Coverage was similarly dismissive when Ravens linebacker Ray Lewis was inducted to the Hall of Fame. Deadspin was baffled by his conviction that God spoke to and cared for him amid tragedy, and SB Nation headlined a bit about his paraphrase of Isaiah 54:17 (“No weapon formed against me shall prosper”) with “Weapons, God, you understand, that form of stuff.”

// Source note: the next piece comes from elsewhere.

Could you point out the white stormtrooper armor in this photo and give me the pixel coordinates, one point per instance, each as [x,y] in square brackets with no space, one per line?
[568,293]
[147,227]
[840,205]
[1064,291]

Criticism is fair game, and journalists shouldn’t withhold substantive disagreement simply to be polite. The optics of those encounters aren’t great, though, and responding to athletes’ piety with derision or mock forbearance is neither respect nor tolerance. It’s barely masked contempt—and a revelation of the yawning gap between how our secularized culture thinks about religion and the way faithful athletes see themselves in a God-enchanted world.

The lovely fact is that the athletes in query appear to care not one whit, which is kind of freeing for those of us who each cheer them on and share their faith. They’re a model for all believers of what it looks prefer to be cheerfully, unabashedly Christian in public.

Like many in sports media, I was guilty of rolling my eyes at such displays of piety. It seemed gauche, unnecessary, possibly even a grift. And perhaps sometimes it’s. But I had to confess that I’d be inclined to maintain my mouth shut on the victors’ podium—I’d be too embarrassed to be so daring about my faith. Yet these sisters and brothers are downright unafraid. I, for one, have something to learn from their example.

Brad East is an associate professor of theology at Abilene Christian University. He is the writer of 4 books, including The Church: A Guide to the People of God and Letters to a Future Saint: Foundations of Faith for the Spiritually Hungry.